Mais ici, point de violence, aucune révélation éclatante, pas d’acte percutant. Tout est fait, dit, compris dans le silence de longs plans fixes. Pas de musique. De rares dialogues. Il faut sentir le jeu des acteurs, lire leurs regards, être particulièrement attentif aux signes disséminés ça et là. Le montage, par exemple, qui répète volontairement les scènes pour leur donner un caractère routinier, ressassé – bien souvent jusqu’à l’ennui, malheureusement. Les lumières froides et humides du Nord, qui noient les ombres, comme celles, chaude, desséchées, de l’Égypte où travaille la jeune femme, sont toujours tamisées, servent le contre-jour, cherchent à révéler les faces cachées. Il y a cette métaphore filée de l’eau, omniprésente, l’eau qui apaise sous la douche ou dans un verre, qui offre la vie, sur les chantiers d’irrigation, mais qui, dans la mousse d’un bain, ou sur cette île de Guernesey, ne fait qu’isoler les corps dans un douloureux exil.
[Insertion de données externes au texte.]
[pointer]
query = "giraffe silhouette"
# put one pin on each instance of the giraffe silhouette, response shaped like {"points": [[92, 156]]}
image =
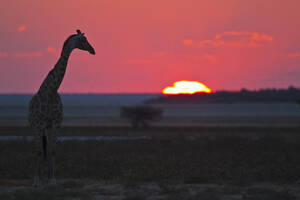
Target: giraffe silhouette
{"points": [[46, 109]]}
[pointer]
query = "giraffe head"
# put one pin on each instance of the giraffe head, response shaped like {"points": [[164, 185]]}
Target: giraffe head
{"points": [[82, 43], [78, 41]]}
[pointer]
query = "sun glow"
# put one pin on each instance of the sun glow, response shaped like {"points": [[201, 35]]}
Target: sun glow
{"points": [[186, 87]]}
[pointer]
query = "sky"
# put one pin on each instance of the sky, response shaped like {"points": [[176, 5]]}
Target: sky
{"points": [[143, 46]]}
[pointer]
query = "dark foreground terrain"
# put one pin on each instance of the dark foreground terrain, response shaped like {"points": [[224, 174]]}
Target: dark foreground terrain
{"points": [[176, 163]]}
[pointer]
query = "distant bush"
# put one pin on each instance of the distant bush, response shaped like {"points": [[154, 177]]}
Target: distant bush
{"points": [[141, 115]]}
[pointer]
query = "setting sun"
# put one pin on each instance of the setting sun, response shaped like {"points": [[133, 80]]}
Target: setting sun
{"points": [[186, 87]]}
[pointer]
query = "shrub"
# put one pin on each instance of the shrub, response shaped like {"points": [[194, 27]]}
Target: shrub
{"points": [[141, 114]]}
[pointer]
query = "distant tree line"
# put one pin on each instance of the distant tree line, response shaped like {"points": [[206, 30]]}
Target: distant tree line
{"points": [[141, 115], [243, 96]]}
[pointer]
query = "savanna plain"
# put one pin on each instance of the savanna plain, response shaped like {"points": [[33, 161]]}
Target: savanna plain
{"points": [[179, 157]]}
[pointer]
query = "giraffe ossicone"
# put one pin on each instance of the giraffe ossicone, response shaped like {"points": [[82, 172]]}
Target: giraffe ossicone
{"points": [[46, 109]]}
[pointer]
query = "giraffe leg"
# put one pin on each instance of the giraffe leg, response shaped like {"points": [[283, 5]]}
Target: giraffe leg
{"points": [[38, 146], [52, 152]]}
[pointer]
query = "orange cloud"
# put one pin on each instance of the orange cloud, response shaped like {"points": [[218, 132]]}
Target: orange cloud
{"points": [[291, 55], [234, 38], [3, 54], [52, 50], [139, 61], [188, 42], [28, 55], [22, 28]]}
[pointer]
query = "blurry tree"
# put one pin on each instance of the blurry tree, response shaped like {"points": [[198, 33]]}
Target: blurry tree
{"points": [[141, 114]]}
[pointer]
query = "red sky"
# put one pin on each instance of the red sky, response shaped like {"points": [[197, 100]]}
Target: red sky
{"points": [[144, 46]]}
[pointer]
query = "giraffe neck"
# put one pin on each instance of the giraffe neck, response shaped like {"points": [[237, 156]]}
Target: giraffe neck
{"points": [[54, 78]]}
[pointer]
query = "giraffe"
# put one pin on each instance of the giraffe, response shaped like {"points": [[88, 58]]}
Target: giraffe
{"points": [[46, 109]]}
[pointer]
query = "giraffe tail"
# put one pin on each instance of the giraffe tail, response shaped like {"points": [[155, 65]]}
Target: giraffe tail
{"points": [[45, 143]]}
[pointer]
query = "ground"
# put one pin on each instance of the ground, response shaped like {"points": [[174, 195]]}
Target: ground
{"points": [[163, 190], [199, 162]]}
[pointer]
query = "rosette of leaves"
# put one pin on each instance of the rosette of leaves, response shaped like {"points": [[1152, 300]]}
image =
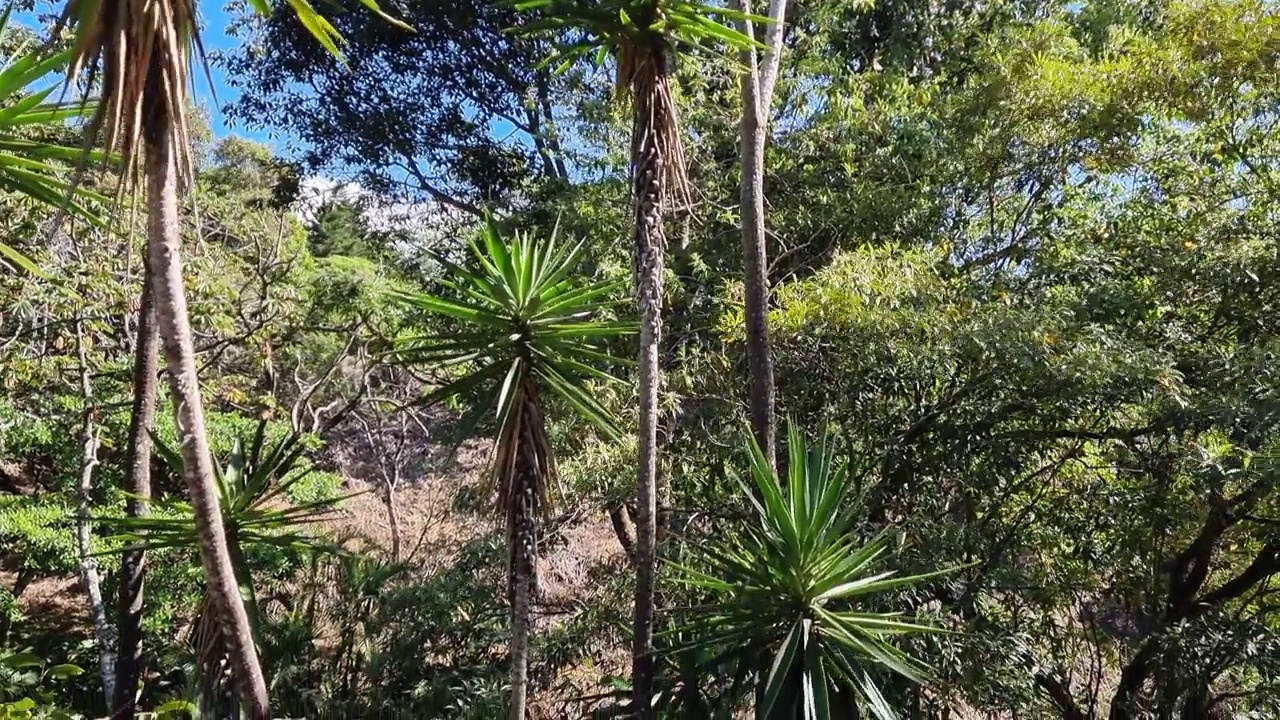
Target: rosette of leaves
{"points": [[785, 614]]}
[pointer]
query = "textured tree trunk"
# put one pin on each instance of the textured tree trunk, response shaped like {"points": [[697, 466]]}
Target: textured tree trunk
{"points": [[757, 100], [649, 174], [393, 520], [519, 641], [87, 565], [522, 509], [174, 329], [137, 455]]}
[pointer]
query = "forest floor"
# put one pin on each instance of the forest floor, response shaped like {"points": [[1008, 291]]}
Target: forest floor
{"points": [[440, 511]]}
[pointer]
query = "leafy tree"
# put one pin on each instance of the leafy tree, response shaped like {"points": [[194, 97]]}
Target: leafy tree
{"points": [[28, 156], [528, 337], [782, 615], [257, 473], [144, 53], [457, 113]]}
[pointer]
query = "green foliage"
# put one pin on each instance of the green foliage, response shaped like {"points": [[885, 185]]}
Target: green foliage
{"points": [[28, 159], [787, 596], [526, 322], [39, 529], [28, 687]]}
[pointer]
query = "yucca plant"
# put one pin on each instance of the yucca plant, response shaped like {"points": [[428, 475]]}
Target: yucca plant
{"points": [[530, 335], [641, 37], [140, 54], [31, 164], [252, 487], [784, 595]]}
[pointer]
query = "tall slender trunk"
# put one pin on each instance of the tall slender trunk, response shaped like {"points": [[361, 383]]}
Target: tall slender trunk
{"points": [[757, 99], [393, 520], [128, 668], [174, 329], [90, 577], [522, 509], [648, 233], [519, 642]]}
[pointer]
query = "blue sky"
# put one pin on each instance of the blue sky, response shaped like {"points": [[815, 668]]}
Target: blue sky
{"points": [[215, 18], [215, 21]]}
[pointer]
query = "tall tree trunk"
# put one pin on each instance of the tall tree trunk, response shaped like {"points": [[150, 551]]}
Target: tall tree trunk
{"points": [[519, 641], [648, 233], [137, 456], [522, 509], [174, 328], [758, 81], [87, 565], [393, 520]]}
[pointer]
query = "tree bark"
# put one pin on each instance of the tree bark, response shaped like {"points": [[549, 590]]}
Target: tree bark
{"points": [[393, 520], [137, 459], [757, 99], [522, 507], [90, 577], [649, 176], [174, 329], [519, 642]]}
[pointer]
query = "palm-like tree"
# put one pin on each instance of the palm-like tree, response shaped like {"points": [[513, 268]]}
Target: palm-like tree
{"points": [[28, 160], [641, 36], [782, 614], [256, 474], [529, 336], [140, 54]]}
Dommage que ces intéressantes trouvailles de cinéma ne confinent, le plus souvent, qu’à un semi-échec qui rend aride la sobriété, ennuyeuse la tristesse, et laisse finalement les questions sans réponse. Le parti pris de la réalisatrice Nanouk Leopold, qui consiste à laisser reposer pratiquement tout son film sur le jeu des acteurs (et notamment sur Maria Kraakman, qui était également la tête d’affiche de son premier long-métrage Îles flottantes, en 2001), est un pari risqué, et perdu. Les rôles sont mal écrits, tout d’abord, et notamment les seconds rôles, à peine étoffés alors que leur importance paraît évidente, essentielle. Et puis les acteurs sont si mollement dirigés, leurs regards et attitudes si vides, si transparents malgré le manque de lumière, que l’on se prend difficilement au jeu d’un film dont le propos, c’est bien là le drame, paraissait de prime abord tout à fait passionnant et novateur.
Il y a cependant fort à parier que le cinéma flamand, à force de poser les bonnes questions et de jouer sur les atmosphères étranges auxquelles donnent naissance les lumières du Nord, trouve bientôt un vrai public, et rencontre enfin le succès. Nanouk Leopold ne le manque, cette fois-ci, que de peu.